Personal information
- Born: 23 May 2003 (age 23) Tampere, Finland

Sport
- Country: Finland
- Sport: Athletics
- Event(s): Heptathlon, Pentathlon
- Club: Tampereen Pyrintö

Achievements and titles
- Personal best(s): Heptathlon: 5703 (Tampere, 2023)

= Vilma Itälinna =

Finnish heptathlete

Vilma Itälinna (born 23 May 2003) is a multi-event track and field athlete from Finland. In 2023, she became the Finnish national champion in the pentathlon.

==Career==
From Tampere, she is a member of Tampereen Pyrintö Athletics Club and is coached by Jesse Jokinen.
Since childhood, she has been close friends and training partners with fellow Tampere athlete Saga Vanninen with the pair also playing football together for Ilves.
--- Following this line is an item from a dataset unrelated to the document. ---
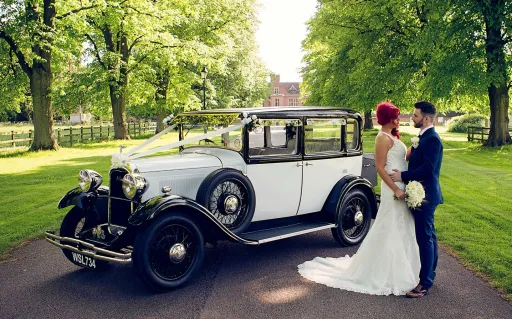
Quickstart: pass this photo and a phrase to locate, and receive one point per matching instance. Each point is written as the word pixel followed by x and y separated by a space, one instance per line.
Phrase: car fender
pixel 341 189
pixel 78 198
pixel 156 206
The pair are also trained by former Finnish champion Tiia Hautala.

In August 2021, she won the Finiah National U20 championships in the heptathlon.

In February 2023, she became the national champion in the pentathlon with a new personal best score of 4223 points, which placed her fourth all-time for Finnish U23 female athletes. Her long jump distance was also equal to that reached by the winner of the long jump competition, Jessica Kähärä. She also recorded personal bests in the 60 metres hurdles (8.51 seconds) and in the shot put (12.48m).
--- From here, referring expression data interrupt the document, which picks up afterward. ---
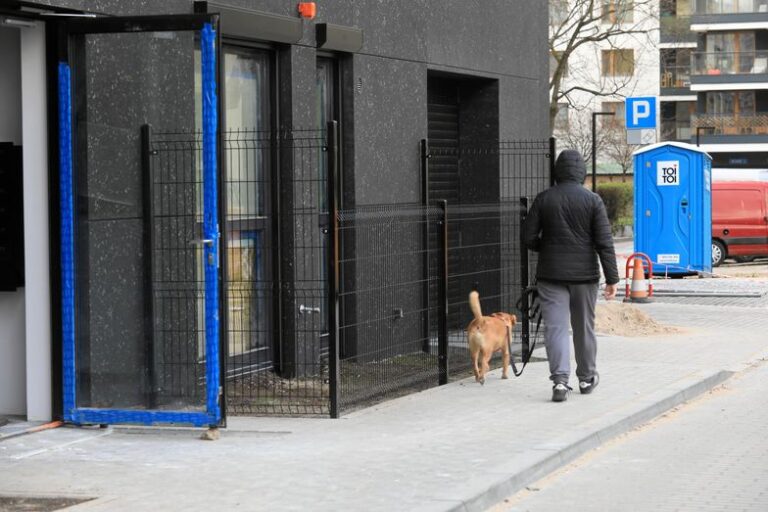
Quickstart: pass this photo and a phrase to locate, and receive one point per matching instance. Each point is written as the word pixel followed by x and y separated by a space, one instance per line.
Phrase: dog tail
pixel 474 304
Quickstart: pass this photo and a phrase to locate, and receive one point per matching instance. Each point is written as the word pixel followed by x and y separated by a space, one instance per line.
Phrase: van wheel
pixel 718 253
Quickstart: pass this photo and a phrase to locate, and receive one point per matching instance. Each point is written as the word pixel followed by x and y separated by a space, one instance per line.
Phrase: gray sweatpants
pixel 559 303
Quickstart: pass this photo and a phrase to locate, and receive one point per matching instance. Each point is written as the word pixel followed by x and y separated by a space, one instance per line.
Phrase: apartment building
pixel 716 94
pixel 602 74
In May 2023, she won the Western Finland regional championship in the heptathlon. In doing so, she secured the qualification standard for the European U23 Championship. Competing in the 2023 European Athletics U23 Championships – Women's heptathlon in Espoo in July 2023, she briefly led the competition when she won the 100 metres hurdles event. She also set a new 12.52 personal best in the shot put and finished the first day sixth overall, before gold was ultimately won by her compatriot Saga Vanninen, and Itälinna finished twelfth overall.